What are some things other than interest rates current and aspiring property investors should consider?

“I think the key thing is looking for an offset account – they can be incredibly helpful in reducing total amount of interest you pay on a loan.

“If you have a bit of cash around in a short period you can throw it into offset account and take it back whenever you want and the interest bill is offset by amount of deposit. Even if you only do it occasionally and not for long periods you still get the benefit of it, so it’s a great, flexible feature to have.

“And the other thing I’ve noticed at the moment when having a look at these loans is often cashback offers are restricted to owner occupier loans, but there are plenty of lenders at the moment offering cashback on even investor loans.

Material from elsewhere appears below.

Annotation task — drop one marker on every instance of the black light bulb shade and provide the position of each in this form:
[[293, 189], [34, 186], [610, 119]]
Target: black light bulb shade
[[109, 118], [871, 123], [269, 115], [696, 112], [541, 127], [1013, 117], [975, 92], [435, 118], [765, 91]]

“So if you’re refinancing you can get one that comes with $2-$3,000 cash in hand so they’re definitely worth checking out as well.”


Do you think it’s possible we might see actions other than hiking interest rates that might cool the housing market?

“Low interest rates are definitely driving activity and the RBA just says ‘That’s not our problem we’re here to set interest rates, we can’t deter what affect its having on the market’ but APRA’s keeping an eye on it.

“They’ve said if things are getting too far out of hand they’ll step in with restrictions. We’ve seen them apply restrictions on the volume of investor loans for banks before and that’s certainly an option that’ll be available to them again.

“If you look at total lending volumes, the owner occupier loans have been growing really strongly but just recently in the past couple of months they’ve started to outstrip them so I think that’s an area APRA would be keeping a close eye on and keeping their options open.”


When interest rates rise there will be an impact on the market?

“It does seem like any interest rate increase is going to be a little way off yet but the future is very unclear at the moment, there are so many factors in play.

“That could come quite a bit sooner than the RBA’s forecasting.

“If interest rates start to go up I do expect that to take some pressure out of other investment options such as stocks. People go back to things a little less risk exposed and take advantage of increasing deposit rates even if it’s only by a small amount.”